Selon la Lebanese League for Women in Business, les femmes représentent moins de 1 % des conseils d’administration au Liban, contre 12 % dans le monde. Pour sensibiliser le monde des affaires à ce sujet, la Société financière internationale (SFI), du groupe Banque mondiale, a organisé début décembre des sessions de formation, en partenariat avec Tamayyaz, une société de conseils en entreprise libanaise. Entretien avec Loty Salazar, experte en gouvernance d’entreprise auprès de la SFI, et Brenda Bowman, formatrice professionnelle.
Pourquoi les femmes sont-elles sous-représentées dans les conseils d’administration ?
Loty Salazar : Selon une étude du cabinet Deloitte, les femmes représentent 12 % des conseils d’administration dans le monde. Seuls 4 % des CEO ou des présidents du conseil d’administration sont des femmes. Malgré des politiques contraignantes, la sous-représentation des femmes reste une constante générale dans le monde. Les raisons ? Elles sont variées : manque de réseaux, de mentors, pression culturelle qui veut que la femme choisisse sa vie familiale plutôt que professionnelle, réticence psychologique à la réussite… Sans parler des inégalités de salaires entre hommes et femmes, qui se creusent avec l'âge, et le fameux “plafond de verre” qui pèse toujours très lourd dans la carrière des femmes… J’insisterais toutefois sur un fait : les femmes manquent de confiance dans leurs capacités. Elles n’osent pas valoriser leurs accomplissements. Or, pour arriver à des postes-clés, il faut convaincre ses pairs, la plupart du temps masculins. Il faut savoir se vendre auprès d’une direction qui dans la plupart des cas n’imagine pas une femme à un poste à responsabilité. Les hommes ne voient pas forcément les femmes comme des professionnelles, aptes à diriger.

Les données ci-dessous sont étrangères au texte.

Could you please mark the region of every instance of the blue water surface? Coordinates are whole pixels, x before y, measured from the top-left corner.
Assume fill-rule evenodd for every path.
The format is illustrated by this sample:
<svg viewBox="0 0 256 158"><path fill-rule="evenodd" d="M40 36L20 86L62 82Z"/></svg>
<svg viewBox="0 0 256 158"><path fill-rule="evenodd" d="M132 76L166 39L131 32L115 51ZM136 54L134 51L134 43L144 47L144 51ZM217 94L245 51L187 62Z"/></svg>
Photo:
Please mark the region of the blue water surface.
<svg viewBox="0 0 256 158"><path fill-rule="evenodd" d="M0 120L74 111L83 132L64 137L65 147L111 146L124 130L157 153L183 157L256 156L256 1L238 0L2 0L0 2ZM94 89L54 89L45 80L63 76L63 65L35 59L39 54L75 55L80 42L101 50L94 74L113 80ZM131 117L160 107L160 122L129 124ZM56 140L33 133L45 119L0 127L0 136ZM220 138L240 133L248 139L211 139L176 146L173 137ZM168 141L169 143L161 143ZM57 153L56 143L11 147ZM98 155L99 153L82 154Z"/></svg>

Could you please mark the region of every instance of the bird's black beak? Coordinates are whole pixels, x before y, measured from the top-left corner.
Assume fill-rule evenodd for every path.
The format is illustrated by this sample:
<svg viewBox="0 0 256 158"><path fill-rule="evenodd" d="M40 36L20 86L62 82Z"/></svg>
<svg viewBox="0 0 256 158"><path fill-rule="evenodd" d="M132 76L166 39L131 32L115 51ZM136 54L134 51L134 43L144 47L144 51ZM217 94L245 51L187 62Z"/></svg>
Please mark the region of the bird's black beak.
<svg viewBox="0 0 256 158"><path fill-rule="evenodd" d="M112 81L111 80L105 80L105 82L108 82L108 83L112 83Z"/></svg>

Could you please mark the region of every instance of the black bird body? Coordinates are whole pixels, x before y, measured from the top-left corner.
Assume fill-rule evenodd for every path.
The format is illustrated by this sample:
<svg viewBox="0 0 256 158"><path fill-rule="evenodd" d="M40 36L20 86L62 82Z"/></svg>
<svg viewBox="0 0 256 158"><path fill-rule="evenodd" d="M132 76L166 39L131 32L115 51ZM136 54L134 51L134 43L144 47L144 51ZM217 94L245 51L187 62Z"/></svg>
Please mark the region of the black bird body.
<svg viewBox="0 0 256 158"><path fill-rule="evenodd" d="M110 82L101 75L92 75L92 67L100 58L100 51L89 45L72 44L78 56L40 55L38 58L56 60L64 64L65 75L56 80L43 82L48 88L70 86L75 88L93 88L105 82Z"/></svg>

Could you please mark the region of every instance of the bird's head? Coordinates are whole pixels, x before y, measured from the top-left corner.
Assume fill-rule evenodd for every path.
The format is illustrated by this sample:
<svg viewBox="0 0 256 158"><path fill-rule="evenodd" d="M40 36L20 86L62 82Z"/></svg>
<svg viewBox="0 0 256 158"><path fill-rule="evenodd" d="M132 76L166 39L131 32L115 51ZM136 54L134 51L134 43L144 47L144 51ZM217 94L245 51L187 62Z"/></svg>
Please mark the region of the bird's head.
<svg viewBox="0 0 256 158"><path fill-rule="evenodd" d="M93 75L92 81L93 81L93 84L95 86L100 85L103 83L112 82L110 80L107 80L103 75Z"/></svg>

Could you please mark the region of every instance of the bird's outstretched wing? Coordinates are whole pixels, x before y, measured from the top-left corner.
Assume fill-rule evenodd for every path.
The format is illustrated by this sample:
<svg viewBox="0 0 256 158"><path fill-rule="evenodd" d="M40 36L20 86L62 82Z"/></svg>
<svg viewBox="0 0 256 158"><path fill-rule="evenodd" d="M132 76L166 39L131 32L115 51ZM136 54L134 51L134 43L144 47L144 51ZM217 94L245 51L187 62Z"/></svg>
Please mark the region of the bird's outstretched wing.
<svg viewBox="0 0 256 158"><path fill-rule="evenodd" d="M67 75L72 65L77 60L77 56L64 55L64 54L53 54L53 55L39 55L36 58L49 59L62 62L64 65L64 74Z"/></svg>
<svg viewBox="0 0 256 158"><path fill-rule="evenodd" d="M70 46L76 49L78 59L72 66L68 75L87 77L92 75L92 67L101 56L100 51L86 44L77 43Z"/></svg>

Pourquoi faut-il que les femmes accèdent aux conseils d’administration ?
Brenda Bowman : C’est à ce niveau que se décide la stratégie de l’entreprise. Or, avoir au moins un tiers de femmes dans les conseils d’administration permet de changer “l’intelligence collective” de l’entreprise et d’influer sur son comportement. Contrairement à un homme, une femme ne se contente pas de données comptables pour prendre une décision ; elle porte davantage d’attention à des éléments comme la réputation de la marque ou l’éthique de l’entreprise. Ses décisions s’avèrent déterminées par des paramètres plus variés. Sans oublier le fait que sa présence permet de mieux anticiper les attentes de la clientèle féminine vis-à-vis des produits ou des services que l’entreprise distribue.
Loty Salazar : Selon une étude réalisée par l’entreprise américaine MSCI, les entreprises avec au moins 30 % de femmes dans leur instance dirigeante ont un retour sur investissement supérieur de 2,7 points aux autres.
Par ailleurs, l’existence d’une politique paritaire dans l’entreprise est vue comme un signe positif pour les investisseurs. En Australie, par exemple, l’existence d’une politique de parité pour l’entreprise est un prérequis pour être cotée en Bourse, surtout si elle veut recevoir des financements extérieurs.
Quelle est la situation au Liban et comment la faire évoluer ?
Loty Salazar : Dans la région Mena, en général, les entreprises n’ont pas mis en place des politiques qui favorisent l’emploi des femmes ou l’évolution de leur carrière. Au Liban, les femmes ne représentent que 24 % de la population active, alors qu’elles sont formées et très éduquées. Les entreprises pourraient lutter contre cette “déperdition” en accordant un vrai congé maternité, en mettant en place des outils qui leur permettent d’évoluer au même titre que les hommes… Instaurer un quota contraignant pourrait aussi être, selon moi, une initiative intéressante pour le Liban. Cette mesure permettrait au moins de donner de la “visibilité” à l’absence des femmes dans les instances dirigeantes des entreprises libanaises et de prendre conscience du problème.